Anyone who has had a litter of puppies has probably heard the term “parvo”. This is the shortened form of Canine Parvovirus. Parvo is a disease that is not uncommon in dogs, especially small puppies. It can be a very damaging disease, and can lead to death if not caught early and treated. With this article, we will examine the symptoms of this disease, as well as prevention and treatment.
Canine parvovirus is usually identified in one of three ways. Clinically, this disease typically presents with vomiting and diarrhea. In more severe cases, the diarrhea will be bloody. The dog will also have a very high temperature, and will become very lethargic. It will not take long before the dog will be dehydrated. Because other diseases have similar symptoms, it is important to confirm a diagnosis with a diagnostic test. The most common way of confirming parvo is a fecal antigen test. This test will ensure that this disease is not confused with something that presents with similar symptoms. Any dog that has diarrhea, coupled with other symptoms such as vomiting, should be tested. It is also a good idea to have any dog that has been exposed to parvo tested so that it can be caught early if it has contracted the virus.
Most puppies are vaccinated against parvo starting at 6 weeks of age. Usually, the puppy will be protected by antigens passed on from the mother prior to 6 weeks of age. Most veterinarians recommend that puppies be vaccinated again every 3 to 4 weeks until the puppies are at least 16 weeks old. Many recommend continuing vaccinations until 20 weeks old. This provides the maximum protection against the disease, and is much cheaper than trying to treat this disease. It is also much easier on the puppy than having to withstand the trauma of this disease.
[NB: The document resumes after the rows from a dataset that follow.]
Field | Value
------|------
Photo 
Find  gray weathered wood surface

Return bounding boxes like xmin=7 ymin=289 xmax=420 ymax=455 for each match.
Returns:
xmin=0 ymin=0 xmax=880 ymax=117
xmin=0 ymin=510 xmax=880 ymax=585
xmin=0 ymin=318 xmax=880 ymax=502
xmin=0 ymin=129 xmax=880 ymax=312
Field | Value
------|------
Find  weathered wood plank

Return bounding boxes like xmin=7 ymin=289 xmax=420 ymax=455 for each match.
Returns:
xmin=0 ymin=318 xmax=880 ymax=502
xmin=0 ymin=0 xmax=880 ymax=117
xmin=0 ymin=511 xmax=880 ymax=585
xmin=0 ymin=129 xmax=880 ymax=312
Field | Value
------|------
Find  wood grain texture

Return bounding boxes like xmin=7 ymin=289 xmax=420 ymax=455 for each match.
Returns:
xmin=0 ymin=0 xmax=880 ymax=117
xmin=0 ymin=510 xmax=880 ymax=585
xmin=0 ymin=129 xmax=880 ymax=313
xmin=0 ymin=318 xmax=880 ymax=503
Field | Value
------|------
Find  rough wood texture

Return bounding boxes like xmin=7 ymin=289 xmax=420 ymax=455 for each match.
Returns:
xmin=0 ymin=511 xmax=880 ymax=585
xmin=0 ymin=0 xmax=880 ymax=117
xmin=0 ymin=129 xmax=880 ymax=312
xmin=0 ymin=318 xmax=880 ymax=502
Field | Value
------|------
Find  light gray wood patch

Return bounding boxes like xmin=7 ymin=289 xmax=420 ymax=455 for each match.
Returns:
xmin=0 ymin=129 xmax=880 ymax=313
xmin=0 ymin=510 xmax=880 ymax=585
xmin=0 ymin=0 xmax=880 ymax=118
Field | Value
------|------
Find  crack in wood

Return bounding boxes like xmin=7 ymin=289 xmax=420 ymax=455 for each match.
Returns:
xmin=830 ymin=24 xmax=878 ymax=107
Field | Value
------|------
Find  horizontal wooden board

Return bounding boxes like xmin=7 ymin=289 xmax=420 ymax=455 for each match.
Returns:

If parvo has been introduced to a kennel, it is important to have it cleaned and sanitized. It is very difficult to clean the kennel, especially if it has a dirt floor. Dirt and grass will hold the virus for quite some time. If the kennel has concrete floors, it is possible to sanitize, and kill the virus by using bleach. Remember that you must also sanitize (or dispose of) anything that was in the vicinity of the ill dogs. Blankets, dishes and toys that were used by the sick dog should be washed thoroughly in hot water and bleach, or destroyed. This will keep other dogs from contracting the disease.
Should your dog contract parvo, it is important to catch it early. The treatment for parvo can be very expensive. You should consider, before you start treatment, whether you want to spend the money that will be necessary to get your dog healthy. There is certainly no guarantee that even after extensive treatment, your dog will survive. Many dogs lose the struggle with parvo. Some owners choose to euthanize dogs with this disease, especially if it has progressed to a very serious stage. If caught early, some estimate that 80% of puppies can survive with proper treatment. About 80% (or more) die if not treated. Overall, the chances that your dog will be healed is about 50-50.
If you choose to have your dog treated, you can expect for the veterinarian to start intravenous fluids immediately. If your dog is too dehydrated, the vet may choose to give subcutaneous fluids. One of the most important things at first is to get your pet hydrated. There is no cure for the virus itself, so all treatment is for the symptoms that your dog is experiencing. It will be important to keep your dog’s electrolytes balanced, and to regulate body temperature. If the case is bad enough, your dog may need blood transfusions. This will be necessary if your dog has experienced bloody diarrhea.
It is important to remember that dogs that have had parvo can still contract it again. That makes it imperative that you clean up the area that your sick dog inhabited so that it does not contract it again when returned to his environment upon recovery. It is not uncommon for the virus to live in the soil of a contaminated yard, and then infect subsequent dogs if they are not vaccinated properly. Make sure to clean up all stools in your enclosure to make sure that other dogs are not affected by your dog’s illness.
Parvo is not transmitted through the air, as many believe. It is passed on through contact with infected fecal material. However, it can be passed on by simple transmission such as fecal material on shoes, or by birds landing in a feed pan with fecal material from another dog on their feet. This is why it is very important to keep your dog vaccinated against the vaccine. You cannot keep your dog away from the virus just by keeping it penned up, or fence in your yard!
You do not have to worry about contracting the disease yourself, as canine parvovirus is limited only to dogs, and cannot be contracted by either humans or other pets.
Canine parvovirus is a terrible disease. But, if you vaccinate your puppies properly, you will most likely be able to protect them from it. If you suspect this virus, get your puppy to the vet, and have it tested. Early diagnosis can be the difference between saving your puppy’s life and having to experience a sad end.